ALS-linked Mutations Surprisingly Common in Absence of Family History
A higher than expected proportion of amyotrophic lateral sclerosis (ALS) patients — most without a family history of ALS — had mutations in genes associated with the disease, according to a study in 100 patients in the U.K.
“Our study found that 42 per cent of patients involved in the screening showed variants in known [ALS]-linked genes,” Janine Kirby, PhD, a study author and a professor of neurogenetics at the University of Sheffield, said in a university press release.
These findings also suggest that routine genetic testing may be appropriate for all ALS patients, regardless of family history. Information obtained may help to better understand and classify ALS subtypes, and could identify people who might benefit from investigational gene therapies in ongoing clinical trials.
“This is increasingly important in light of the new personalized medicine treatments in development for [ALS] that target a specific gene mutation to ensure that patients have access to potential treatments that could be beneficial to them,” said Pamela Shaw, MD, the study’s senior author.
Shaw is the director of the Sheffield Institute for Translational Neuroscience (SITraN) and of the National Institute for Health Research’s Sheffield Biomedical Research Center.
The study, “Value of systematic genetic screening of patients with amyotrophic lateral sclerosis,” was published in the journal Neurology, Neurosurgery & Psychiatry.
While most ALS cases are considered sporadic, 5–10% have been shown to be familial, or inherited. The genetic cause of approximately 60–70% of familial ALS cases has now been identified.
Most familial ALS-associated mutations are present in four genes — C9ORF72, SOD1, TARDBP, and FUS — but mutations in these genes have also been identified in people with sporadic disease.
“Therefore, it is clear that apparently sporadic cases can also carry potentially [disease-causative] variants in known ALS genes,” the researchers wrote.
Currently, only people with a family history of ALS or dementia, or who experience disease onset at young ages, are routinely offered genetic screening.
Potential therapies are advancing that target specific genetic forms of the disease, however, and this “raises the question as to whether all patients with ALS should be offered genetic screening,” the researchers wrote.
Shaw and her team, along with Kirby and other colleagues in the U.K., evaluated whether routine genetic testing of 44 ALS-relevant genes could have a significant impact on disease subclassification and clinical care. The study was funded by the Motor Neurone Disease Association (MNDA).
Notably, “previous genetic studies of ALS have been largely retrospective and were therefore unable to determine the utility of genetic screening in the clinic,” the researchers wrote. (Retrospective studies are those using existing data, findings like a diagnosis and its reasons that are already part of a person’s medical record.)
Genetic testing was conducted in the first 100 ALS patients (93 with apparently sporadic disease, and seven with familial ALS) recruited to the AMBRoSIA program at Sheffield’s ALS clinic between June 2017 and October 2019. Their mean age was 60.4.
AMBRoSIA (A Multi-Centre Biomarker Research Strategy in ALS) is a longitudinal biosampling program in which newly referred ALS patients are invited to undergo genetic testing and provide several biological samples over time.
Results showed that 42 (42%) patients — 35 with apparently sporadic ALS — carried a mutation in the analyzed ALS-associated genes, a rate that was higher than expected.
Half (21%) of these people had a confirmed or likely disease-causative mutation, of whom 67% had no family history of ALS. Mosts of these cases, 71%, had mutations that met the inclusion criteria for a current ALS gene therapy trial, Kirby noted.
The other half carried a variant of uncertain significance (VUS) in an ALS-associated gene. VUS mean that the functional consequences of the mutation are not clear.
Assessing the disease-causing potential of each VUS will require further research, but comparison with previously described mutations suggested that new likely disease-causative mutations were identified in TARDBP and three other genes, the team wrote.
Notably, 13% of all patients carried more than one mutation (disease-causative or VUS), and they had a significantly earlier disease onset (by four years) than did those with only one mutation.

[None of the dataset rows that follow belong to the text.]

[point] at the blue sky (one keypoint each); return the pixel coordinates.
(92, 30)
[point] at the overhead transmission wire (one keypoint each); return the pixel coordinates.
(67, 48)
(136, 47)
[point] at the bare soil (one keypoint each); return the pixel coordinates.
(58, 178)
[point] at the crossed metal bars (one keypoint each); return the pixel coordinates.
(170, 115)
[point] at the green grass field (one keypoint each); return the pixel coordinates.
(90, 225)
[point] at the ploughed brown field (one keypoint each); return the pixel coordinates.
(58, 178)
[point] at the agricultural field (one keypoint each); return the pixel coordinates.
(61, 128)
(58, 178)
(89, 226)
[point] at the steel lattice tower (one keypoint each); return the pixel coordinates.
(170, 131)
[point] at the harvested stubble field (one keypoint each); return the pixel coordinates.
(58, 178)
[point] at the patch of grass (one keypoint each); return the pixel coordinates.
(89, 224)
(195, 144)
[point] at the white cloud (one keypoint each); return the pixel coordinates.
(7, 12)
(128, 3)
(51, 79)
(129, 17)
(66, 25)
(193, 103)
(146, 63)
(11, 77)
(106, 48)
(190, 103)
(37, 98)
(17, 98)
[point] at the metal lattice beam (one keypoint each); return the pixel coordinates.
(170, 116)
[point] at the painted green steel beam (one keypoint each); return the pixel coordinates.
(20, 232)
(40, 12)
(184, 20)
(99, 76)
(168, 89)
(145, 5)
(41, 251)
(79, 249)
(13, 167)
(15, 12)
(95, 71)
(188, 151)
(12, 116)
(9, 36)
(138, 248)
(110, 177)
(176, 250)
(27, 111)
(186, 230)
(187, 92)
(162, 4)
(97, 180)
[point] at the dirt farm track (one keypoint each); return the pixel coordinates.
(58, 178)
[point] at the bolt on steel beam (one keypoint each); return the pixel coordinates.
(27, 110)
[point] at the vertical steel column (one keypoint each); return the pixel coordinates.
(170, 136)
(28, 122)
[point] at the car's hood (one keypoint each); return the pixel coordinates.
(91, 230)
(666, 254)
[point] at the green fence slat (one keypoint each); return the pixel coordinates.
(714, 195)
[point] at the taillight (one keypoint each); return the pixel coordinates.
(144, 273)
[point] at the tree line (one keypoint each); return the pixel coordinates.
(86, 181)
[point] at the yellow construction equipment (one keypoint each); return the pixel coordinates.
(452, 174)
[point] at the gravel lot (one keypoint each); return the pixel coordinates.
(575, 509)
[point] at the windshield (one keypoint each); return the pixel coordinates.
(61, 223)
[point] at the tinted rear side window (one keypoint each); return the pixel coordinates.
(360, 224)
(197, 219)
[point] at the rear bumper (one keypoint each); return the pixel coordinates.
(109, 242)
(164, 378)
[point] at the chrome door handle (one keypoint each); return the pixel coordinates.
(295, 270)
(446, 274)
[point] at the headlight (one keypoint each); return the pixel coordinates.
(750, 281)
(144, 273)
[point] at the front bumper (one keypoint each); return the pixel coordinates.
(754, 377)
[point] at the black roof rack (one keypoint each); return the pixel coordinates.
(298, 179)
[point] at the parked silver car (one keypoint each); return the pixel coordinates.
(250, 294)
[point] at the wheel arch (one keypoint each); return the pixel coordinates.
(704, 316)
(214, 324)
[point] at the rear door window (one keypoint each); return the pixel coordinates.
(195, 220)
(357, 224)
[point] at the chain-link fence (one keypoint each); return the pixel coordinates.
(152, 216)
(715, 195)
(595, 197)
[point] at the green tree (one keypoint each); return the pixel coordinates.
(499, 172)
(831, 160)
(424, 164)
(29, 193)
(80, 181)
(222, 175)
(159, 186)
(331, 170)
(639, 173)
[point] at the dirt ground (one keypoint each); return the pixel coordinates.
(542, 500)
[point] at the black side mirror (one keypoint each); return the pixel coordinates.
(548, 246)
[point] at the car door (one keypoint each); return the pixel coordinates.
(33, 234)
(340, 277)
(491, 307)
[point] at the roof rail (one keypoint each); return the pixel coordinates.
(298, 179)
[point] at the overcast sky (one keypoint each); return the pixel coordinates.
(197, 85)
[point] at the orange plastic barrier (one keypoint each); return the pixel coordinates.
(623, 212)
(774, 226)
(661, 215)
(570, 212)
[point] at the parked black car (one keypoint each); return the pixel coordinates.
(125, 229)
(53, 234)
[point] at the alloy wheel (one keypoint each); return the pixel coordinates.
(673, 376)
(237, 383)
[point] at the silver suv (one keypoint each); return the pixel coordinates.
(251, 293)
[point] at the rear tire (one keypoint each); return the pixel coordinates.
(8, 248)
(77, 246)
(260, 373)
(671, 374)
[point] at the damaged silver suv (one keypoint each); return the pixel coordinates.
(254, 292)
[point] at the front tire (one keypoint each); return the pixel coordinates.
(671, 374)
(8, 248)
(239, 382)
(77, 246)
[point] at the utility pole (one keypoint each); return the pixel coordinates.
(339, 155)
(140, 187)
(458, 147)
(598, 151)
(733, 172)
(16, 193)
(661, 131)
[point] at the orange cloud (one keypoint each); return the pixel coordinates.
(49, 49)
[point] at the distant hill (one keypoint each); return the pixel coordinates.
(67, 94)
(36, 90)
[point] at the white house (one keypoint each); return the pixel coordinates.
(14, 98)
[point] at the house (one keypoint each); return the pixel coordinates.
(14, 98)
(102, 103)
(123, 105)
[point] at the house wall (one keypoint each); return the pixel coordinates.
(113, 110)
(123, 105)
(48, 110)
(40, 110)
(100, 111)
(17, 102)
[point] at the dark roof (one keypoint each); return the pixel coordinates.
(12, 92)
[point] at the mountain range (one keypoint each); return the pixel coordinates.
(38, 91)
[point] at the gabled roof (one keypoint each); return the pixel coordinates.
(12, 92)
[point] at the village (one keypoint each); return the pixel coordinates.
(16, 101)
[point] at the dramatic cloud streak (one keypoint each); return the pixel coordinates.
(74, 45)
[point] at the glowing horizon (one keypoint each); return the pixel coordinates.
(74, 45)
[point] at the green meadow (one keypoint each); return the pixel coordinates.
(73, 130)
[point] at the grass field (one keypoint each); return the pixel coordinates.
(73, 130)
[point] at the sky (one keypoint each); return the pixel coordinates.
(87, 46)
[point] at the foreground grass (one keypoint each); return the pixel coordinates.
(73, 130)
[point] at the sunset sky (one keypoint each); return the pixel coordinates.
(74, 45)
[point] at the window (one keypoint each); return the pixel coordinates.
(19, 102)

“We identified a strong correlation between mutation load and age of onset, suggesting that the majority of the VUS may be functionally important,” the researchers wrote.
“Our results indicate that screening of known ALS genes can lead to clinically actionable results in [~, about] 21% of patients, and in a further ~21% of patients a VUS may be discovered with potential clinical implications,” they added.

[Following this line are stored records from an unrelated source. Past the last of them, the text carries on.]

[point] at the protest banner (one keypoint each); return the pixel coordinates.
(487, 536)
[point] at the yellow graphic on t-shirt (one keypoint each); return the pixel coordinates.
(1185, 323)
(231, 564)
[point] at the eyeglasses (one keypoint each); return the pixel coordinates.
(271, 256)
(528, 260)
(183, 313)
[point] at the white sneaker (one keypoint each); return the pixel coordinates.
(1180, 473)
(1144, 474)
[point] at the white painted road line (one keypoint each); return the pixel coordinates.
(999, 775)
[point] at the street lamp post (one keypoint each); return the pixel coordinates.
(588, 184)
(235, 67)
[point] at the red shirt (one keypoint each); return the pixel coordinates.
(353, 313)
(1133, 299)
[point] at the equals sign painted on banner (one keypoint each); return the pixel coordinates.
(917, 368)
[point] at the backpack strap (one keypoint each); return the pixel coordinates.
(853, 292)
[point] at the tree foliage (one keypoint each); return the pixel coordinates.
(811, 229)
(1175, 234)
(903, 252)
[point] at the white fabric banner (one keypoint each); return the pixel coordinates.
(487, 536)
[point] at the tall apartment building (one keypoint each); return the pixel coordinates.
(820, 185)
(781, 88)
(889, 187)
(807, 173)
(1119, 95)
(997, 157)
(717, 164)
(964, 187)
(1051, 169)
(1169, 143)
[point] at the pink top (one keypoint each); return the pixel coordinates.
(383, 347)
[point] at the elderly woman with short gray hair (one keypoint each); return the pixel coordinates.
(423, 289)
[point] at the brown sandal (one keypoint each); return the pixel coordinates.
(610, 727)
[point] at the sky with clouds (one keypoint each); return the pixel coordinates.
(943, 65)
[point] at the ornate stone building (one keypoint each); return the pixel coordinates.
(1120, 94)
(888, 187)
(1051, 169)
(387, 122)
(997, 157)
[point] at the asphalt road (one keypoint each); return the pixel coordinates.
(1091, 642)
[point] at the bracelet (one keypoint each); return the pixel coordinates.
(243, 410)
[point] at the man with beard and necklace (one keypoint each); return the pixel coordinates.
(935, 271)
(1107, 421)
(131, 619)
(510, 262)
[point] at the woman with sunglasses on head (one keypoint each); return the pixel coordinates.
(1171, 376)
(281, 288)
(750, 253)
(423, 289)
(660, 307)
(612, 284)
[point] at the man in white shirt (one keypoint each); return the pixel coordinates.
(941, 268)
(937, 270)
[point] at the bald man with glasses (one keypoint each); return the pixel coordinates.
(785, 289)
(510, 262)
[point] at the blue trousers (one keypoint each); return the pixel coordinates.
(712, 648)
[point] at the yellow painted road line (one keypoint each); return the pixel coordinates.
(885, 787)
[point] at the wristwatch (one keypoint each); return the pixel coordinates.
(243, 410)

“As future studies expand the number of verified genetic causes of [ALS], we will continue to see if they are also found in cases without a family history,” Kirby said.

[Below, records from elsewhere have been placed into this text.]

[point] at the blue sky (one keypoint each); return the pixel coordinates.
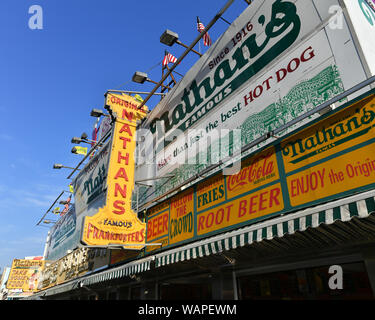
(50, 79)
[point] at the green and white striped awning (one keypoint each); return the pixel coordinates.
(360, 206)
(122, 271)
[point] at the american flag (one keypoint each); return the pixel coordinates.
(168, 58)
(66, 206)
(206, 38)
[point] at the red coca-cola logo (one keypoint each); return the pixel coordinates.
(260, 168)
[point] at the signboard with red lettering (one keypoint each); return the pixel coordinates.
(276, 61)
(323, 161)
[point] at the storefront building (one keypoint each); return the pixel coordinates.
(295, 221)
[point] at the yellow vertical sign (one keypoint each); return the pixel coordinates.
(24, 274)
(116, 223)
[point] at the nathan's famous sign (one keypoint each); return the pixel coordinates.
(325, 161)
(116, 222)
(283, 25)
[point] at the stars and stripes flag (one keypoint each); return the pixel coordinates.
(66, 206)
(168, 58)
(206, 38)
(94, 135)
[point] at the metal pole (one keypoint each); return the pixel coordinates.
(267, 136)
(212, 22)
(185, 46)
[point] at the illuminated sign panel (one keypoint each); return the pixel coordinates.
(275, 62)
(24, 275)
(116, 222)
(324, 161)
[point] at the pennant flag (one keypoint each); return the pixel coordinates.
(138, 98)
(206, 38)
(168, 58)
(80, 150)
(66, 206)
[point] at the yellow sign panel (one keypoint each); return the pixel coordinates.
(339, 132)
(24, 274)
(210, 193)
(255, 172)
(117, 223)
(349, 171)
(158, 225)
(252, 206)
(181, 220)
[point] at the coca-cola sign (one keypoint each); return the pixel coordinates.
(258, 171)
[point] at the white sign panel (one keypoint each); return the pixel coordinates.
(278, 60)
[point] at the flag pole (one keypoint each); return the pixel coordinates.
(212, 22)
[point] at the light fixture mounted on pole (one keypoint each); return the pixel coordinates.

While these findings need to be confirmed in larger patient populations, they strongly suggest that all ALS patients “should, with careful counselling, be offered genetic testing,” Shaw said.
Brian Dickie, PhD, the director of research development at MNDA, said that these findings “will hopefully lead to greater availability of genetic testing to aid earlier diagnosis and more tailored treatments in the future.”
“This study was supported by funds raised through the Ice Bucket Challenge and will be widened to include analysis of additional samples from two other clinics,” Dickie added, noting that “this will provide an even clearer picture of the UK [ALS] genetic landscape.”